Is anyone using dgraph in production?

Dgraph seems like a really interesting project. I’m looking to migrate an elasticsearch database that contains ~500 million objects (150G of data) to a graph database to allow for better data retrieval across various document types in which denormalization is not an option.

I’ve been looking at neo4j and it seems interesting, but the cost to run it would be over ~200K in licensing.

Has anyone created a large dgraph stack in production? What are some issues that they faced along the way?

1 Like

we are close to.
issues we are facing now are mostly related to temporarily unavailability while loading data to dgraph. also, sometimes dgraph stops handling all requests with “DEADLINE_EXCEEDED” (with infinite raft elections in logs), and nothing helps until complete redeploy.
(such problems are related to 1.0.8, didn’t test it on 1.0.10 yet)

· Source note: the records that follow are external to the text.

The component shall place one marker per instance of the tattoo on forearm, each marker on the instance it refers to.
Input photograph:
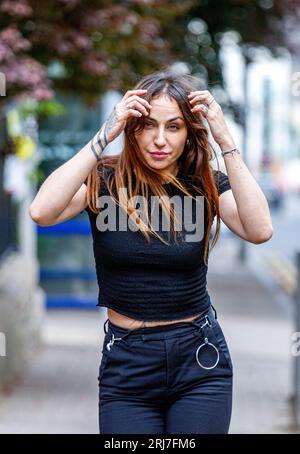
(98, 143)
(110, 124)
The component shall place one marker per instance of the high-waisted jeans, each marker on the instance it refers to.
(171, 379)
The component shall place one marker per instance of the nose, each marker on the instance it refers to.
(159, 138)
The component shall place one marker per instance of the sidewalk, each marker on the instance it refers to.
(256, 318)
(59, 392)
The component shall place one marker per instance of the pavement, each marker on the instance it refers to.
(58, 392)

My worry is about the sustainability of the project. RethinkDB was promising but then they run out of funding and couldn’t figure out a sustainable business model. Now the product is dead.

Well guys, no fears. Just get involved with Dgraph. Push it to the limits, create issues, suggest things, send us PRs and etc. No project die if the community gets involved proactively.

The more people are using Dgraph, even for testing or small study projects. The more people giving constructive criticism with great arguments. The more people discussing the Dgraph here and outside the community. Best. This is like firewood for the fireplace.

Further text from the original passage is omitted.